A Russell High School student was one of only 30 semi-finalists worldwide in a prestigious research and design competition for youth.
Eric Fillion recently advanced as a semi-finalist in the Clean Tech Competition, a technology contest designed to encourage and create solutions to environmental problems related to homes. The goal is to foster a deeper understanding of science, technology, engineering and math-related concepts, to recognize outstanding talent, and prepare the next generation of globally competitive innovators. A total of 270 students from 26 different countries entered this year’s competition.
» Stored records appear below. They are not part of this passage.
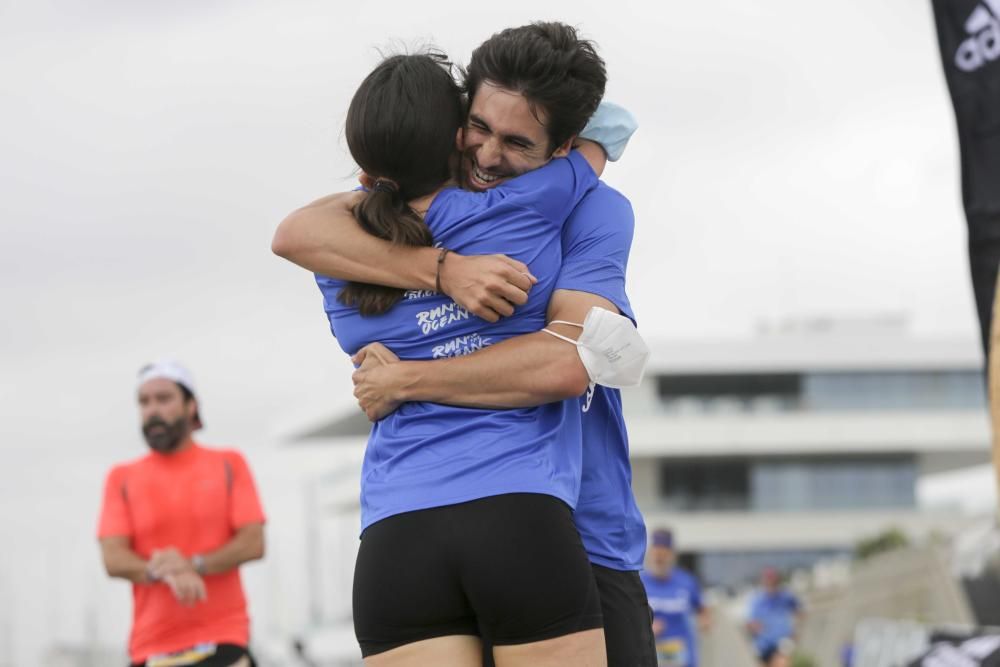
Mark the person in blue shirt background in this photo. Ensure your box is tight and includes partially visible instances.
[747,567,802,667]
[641,528,711,667]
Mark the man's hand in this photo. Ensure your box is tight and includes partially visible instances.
[163,570,208,607]
[148,547,194,579]
[351,343,400,422]
[440,253,538,322]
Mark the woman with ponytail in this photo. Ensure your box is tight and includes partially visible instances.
[304,53,604,667]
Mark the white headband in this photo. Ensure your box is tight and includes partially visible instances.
[136,359,198,396]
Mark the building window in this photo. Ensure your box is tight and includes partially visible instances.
[656,370,986,414]
[659,454,917,512]
[660,460,750,511]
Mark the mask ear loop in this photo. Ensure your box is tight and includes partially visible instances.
[542,320,583,347]
[542,320,597,412]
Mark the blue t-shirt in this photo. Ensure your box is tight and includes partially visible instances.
[749,590,799,651]
[316,151,597,530]
[639,567,702,667]
[556,183,646,570]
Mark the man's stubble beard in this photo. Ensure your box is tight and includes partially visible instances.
[142,417,190,454]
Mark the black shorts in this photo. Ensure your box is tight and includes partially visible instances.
[483,564,657,667]
[591,565,656,667]
[131,644,250,667]
[354,493,601,657]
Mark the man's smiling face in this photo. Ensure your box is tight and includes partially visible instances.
[459,81,568,191]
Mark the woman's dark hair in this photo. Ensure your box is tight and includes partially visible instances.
[337,52,465,315]
[464,22,608,152]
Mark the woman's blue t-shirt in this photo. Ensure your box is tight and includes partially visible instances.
[316,151,598,530]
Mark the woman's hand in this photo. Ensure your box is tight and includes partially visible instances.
[351,343,402,422]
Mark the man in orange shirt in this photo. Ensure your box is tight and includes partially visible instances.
[97,361,264,667]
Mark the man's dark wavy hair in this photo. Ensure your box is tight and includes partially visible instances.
[463,22,608,153]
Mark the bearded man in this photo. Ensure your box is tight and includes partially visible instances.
[97,361,264,667]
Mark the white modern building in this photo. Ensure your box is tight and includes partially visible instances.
[624,320,990,585]
[284,318,989,596]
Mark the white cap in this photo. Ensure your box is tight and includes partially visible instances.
[136,359,198,396]
[136,359,204,429]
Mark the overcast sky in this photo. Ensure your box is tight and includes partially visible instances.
[0,0,975,659]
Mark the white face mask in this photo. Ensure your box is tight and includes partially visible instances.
[542,306,649,389]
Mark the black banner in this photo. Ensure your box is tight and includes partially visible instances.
[907,632,1000,667]
[932,0,1000,353]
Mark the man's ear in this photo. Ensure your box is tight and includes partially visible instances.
[552,134,576,157]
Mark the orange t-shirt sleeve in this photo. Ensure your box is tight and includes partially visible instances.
[97,467,132,538]
[229,452,264,530]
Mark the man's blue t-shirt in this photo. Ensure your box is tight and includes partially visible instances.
[316,151,597,530]
[556,183,646,570]
[749,590,800,652]
[639,567,703,667]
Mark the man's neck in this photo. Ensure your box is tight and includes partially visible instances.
[406,181,457,218]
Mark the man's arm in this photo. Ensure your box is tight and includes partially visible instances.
[354,290,618,418]
[196,523,264,574]
[271,192,536,322]
[149,523,264,577]
[99,535,151,584]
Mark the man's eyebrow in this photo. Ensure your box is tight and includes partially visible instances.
[469,113,535,147]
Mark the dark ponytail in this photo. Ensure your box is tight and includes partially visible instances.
[337,53,465,316]
[337,190,434,316]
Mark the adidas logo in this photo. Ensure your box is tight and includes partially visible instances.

Fillion earned this recognition for developing a device called a Phantom Relay, which eliminates phantom energy consumption by computer systems and other electrical appliances. Phantom energy is consumed by electrical appliances while they are turned off. Studies suggest that a standard personal computer setup can consume up to 13 watts per hour when turned off, and that consumers across North America spend billions each year due to phantom energy consumption. The Grade 12 student, who has been accepted into the Queen’s University computer engineering program, developed a device that uses a force sensor, an Arduino computer board and a solid state relay to safely eliminate phantom energy consumption. With the number of PCs worldwide, Fillion believes his invention has the potential to drastically cut energy waste.
“It felt really good,” said Fillion of making the semi-finals. “It really made me realize I made the right decision to go into computer engineering.”
With an interest in environmentalism as well as computer engineering, Fillion hopes to one day work in the automotive or solar energy fields.